The payer’s data quality management framework is designed to proactively identify and resolve issues with incorrect or incomplete data by measuring the quality score of data across different domains and continuously monitoring data for quality defects.

To do this, the tool compares Elevance data with reliable internal and external sources to identify accuracy issues and uses AI-driven checks to detect validity problems. Anomalies in the data are flagged as "dirty" records and undergo human review when necessary.

Elevance also employs automated processes to address incorrect data. These efforts not only enhance the accuracy of provider data but also improve the efficiency of AI-driven processes for matching consumers to providers, Chennuru noted.

MVP’s data quality strategy involves collecting and analyzing various data across multiple high-quality sources. The payer relies on claims data, EMRs, social determinants of health (SDOH) data, health assessment data, and other sources, such as hemoglobin A1C control information, to evaluate customer care patterns and provide targeted support for members.

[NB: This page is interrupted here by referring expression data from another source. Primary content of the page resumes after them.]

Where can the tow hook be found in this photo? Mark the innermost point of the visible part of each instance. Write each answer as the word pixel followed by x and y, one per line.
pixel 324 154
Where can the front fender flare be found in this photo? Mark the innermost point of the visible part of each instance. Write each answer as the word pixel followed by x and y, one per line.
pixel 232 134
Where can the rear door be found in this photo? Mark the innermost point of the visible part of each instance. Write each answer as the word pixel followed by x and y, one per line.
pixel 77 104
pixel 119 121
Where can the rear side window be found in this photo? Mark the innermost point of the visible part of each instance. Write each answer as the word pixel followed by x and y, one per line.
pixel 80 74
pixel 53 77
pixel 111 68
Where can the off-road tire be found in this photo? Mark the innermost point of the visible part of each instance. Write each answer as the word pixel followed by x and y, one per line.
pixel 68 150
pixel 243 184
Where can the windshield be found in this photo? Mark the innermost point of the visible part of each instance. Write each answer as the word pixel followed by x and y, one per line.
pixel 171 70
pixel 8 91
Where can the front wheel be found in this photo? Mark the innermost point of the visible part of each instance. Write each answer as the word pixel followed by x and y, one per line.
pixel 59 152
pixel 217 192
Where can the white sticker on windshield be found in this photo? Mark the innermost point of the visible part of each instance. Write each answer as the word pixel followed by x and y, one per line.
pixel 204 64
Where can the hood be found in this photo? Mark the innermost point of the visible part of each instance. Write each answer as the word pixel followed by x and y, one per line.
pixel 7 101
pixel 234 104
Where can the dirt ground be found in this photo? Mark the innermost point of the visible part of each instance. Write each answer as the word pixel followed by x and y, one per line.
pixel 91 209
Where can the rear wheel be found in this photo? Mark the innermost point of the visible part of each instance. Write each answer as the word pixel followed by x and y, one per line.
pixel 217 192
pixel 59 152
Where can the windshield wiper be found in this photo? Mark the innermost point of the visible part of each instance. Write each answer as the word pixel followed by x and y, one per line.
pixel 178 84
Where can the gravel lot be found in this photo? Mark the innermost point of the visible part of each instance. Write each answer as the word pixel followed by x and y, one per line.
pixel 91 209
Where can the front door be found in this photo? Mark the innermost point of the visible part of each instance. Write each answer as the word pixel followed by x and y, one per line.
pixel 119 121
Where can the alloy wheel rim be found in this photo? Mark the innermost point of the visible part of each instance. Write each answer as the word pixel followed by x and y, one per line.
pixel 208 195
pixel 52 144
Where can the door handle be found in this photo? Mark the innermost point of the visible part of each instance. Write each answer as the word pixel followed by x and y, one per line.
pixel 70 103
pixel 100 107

Some of these sources, like EMRs, are more limited than others, and MVP is actively working to obtain more of these data, Roohan noted. At the time of this interview, the payer has access to high-quality EMR data for approximately 20 percent of its members.

These data are then used to identify areas where MVP can support members, like the D-SNP population.

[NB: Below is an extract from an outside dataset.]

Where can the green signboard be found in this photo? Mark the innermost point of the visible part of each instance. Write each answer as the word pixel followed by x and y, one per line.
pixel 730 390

However, moving forward, MVP aims to expand its data sources and analytics beyond this population, intending to leverage data from Medicaid, Medicare, and commercial lines of business to address challenges across different customer segments.

PROVIDING TAILORED SUPPORT TO TACKLE PREVENTIVE CARE BARRIERS

Addressing care barriers impacting diverse customer segments necessitates tailored interventions based on that population’s data.

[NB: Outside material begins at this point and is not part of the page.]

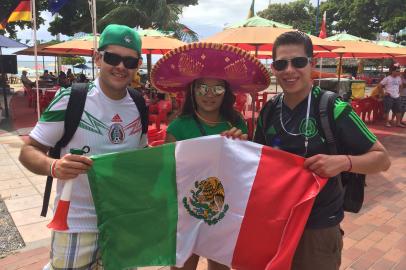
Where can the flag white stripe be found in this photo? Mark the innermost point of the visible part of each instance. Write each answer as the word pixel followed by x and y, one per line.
pixel 236 173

Using its data sources, MVP found that many women it serves do not undergo regular mammography screening, which can lead to adverse health outcomes.

By utilizing a combination of advanced analytics and machine learning (ML), the payer is working to improve screening rates for its members.

Roohan explained that the analytics process first identifies two distinct groups: compliant women who don't require intervention and chronically non-compliant women in preventive care. From there, hypotheses are generated to identify the reasons behind non-compliance, such as transportation issues, work constraints, limited access to imaging centers, or daycare problems.

The insights gathered through this process are used to target specific women and address their unique barriers to mammography. The success of these efforts is evaluated by looking at how breast cancer rates change as a result of targeted interventions.

In addition, MVP also measures the effectiveness of its tailored interventions using key performance indicators based on 40 to 50 different metrics. These metrics are informed by benchmarks and standards outlined by the federal and state governments to rank health plan performance.

Roohan noted that this helps the payer provide a consumer-centric approach that prioritizes curiosity about what drives improved outcomes for members.

“Why is one group getting [mammographies] over another group? What do we know? What could possibly be the reason for that?” Roohan asked to illustrate his point. “It's not as black and white as we all hope it to be, but that data is actually helping us to point to directions for quality improvement efforts, which we do with providers and members virtually every day.”

Editor’s Note: This article was updated to clarify that Elevance Health has predictive analytics programs outside of those used for diabetes management and fall risk at 10:30 am ET on July 6, 2023.